In a hint that trauma may have created a monster in Strode, her daughter (Judy Greer) has little time for her after a childhood spent learning weapons skills. But any chance of the subplots being examined goes out of the window (and disappears from the front lawn) as the hack-and-s♉lash begins. After a slightly slow start and an ill-advised facility tran😼sfer, the pace doesn’t let up once Myers starts murdering his way back to Haddonfield.

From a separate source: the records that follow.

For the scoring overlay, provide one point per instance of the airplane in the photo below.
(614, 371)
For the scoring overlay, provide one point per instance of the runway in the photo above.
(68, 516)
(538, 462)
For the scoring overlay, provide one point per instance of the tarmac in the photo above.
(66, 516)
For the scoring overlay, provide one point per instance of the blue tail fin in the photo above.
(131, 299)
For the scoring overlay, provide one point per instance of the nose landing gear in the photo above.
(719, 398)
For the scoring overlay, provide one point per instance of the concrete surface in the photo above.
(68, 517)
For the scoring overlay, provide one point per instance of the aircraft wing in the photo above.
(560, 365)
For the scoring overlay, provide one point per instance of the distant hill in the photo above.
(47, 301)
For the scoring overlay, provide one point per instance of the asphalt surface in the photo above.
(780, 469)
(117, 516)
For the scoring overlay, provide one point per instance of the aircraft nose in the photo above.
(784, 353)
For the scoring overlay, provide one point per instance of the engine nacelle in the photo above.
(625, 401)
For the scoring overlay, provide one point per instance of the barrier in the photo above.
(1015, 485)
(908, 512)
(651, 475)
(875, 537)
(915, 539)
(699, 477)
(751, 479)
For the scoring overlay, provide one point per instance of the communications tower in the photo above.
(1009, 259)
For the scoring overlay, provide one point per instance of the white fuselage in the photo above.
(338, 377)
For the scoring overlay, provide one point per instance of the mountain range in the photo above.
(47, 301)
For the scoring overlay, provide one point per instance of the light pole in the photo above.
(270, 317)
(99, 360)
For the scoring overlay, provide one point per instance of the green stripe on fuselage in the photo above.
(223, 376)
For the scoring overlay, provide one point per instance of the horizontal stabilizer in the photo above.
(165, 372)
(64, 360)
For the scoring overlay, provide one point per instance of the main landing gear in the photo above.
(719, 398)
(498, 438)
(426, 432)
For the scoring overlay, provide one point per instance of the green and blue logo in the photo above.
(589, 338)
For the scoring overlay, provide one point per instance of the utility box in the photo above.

Between the gruesomely inventive kills and the visual stylings, Green operates with affection for Carpenter’s original. If that’s aided by Carpenter’s exec producer role, the reprise of his score (alongside new music from Carpenter, his son Cody, and Daniel A. Davies) also adds to the atmosphere. But where Halloween devia🐎tes wildly is in the humour. Danny McBride co-writes, and it shows: while some knowing gags suggest you should just enjoy the fun, the insistent one-liners detract from the tension.

The humour and allusions su💝ggest a film that’s intended to be whooped along to at midnight screenings, and the cracking final sequence ensures audiences will leave on a high. But given all that has been sacrificed to give the franchise a shot at redemption, the end result feels flimsy and throwaway. There’s enough ambiguity in the ending to suggest further sequels could be on the way, but on this evidence, there’s not a lot left to be wrung from this well-w𒁏orn franchise. 

Find out what else is hitting cinemas soon with our breakdown of the most anticipated 澳洲幸运5开奖号码历史查询:upcoming movies of 2018 and beyond. 

  • Release date: October 19, 2018
  • Certificate: R (US)/18 (UK)
  • Running time: 106 mins
Matt Maytum
Editor, Total Film

I'm th⛎e Editor at Total Film magazine, overseeing the running of the mag, and generally obsessing over all things Nolan, Kubrick and Pixar. Over the past decade I've worked in various roles for TF online and in print, including at GamesRadar+, and you can often hear me nattering on the Inside Total Film podcast. Bucket-list-ticking ꧂career highlights have included reporting from the set of Tenet and Avengers: Infinity War, as well as covering Comic-Con, TIFF and the Sundance Film Festival.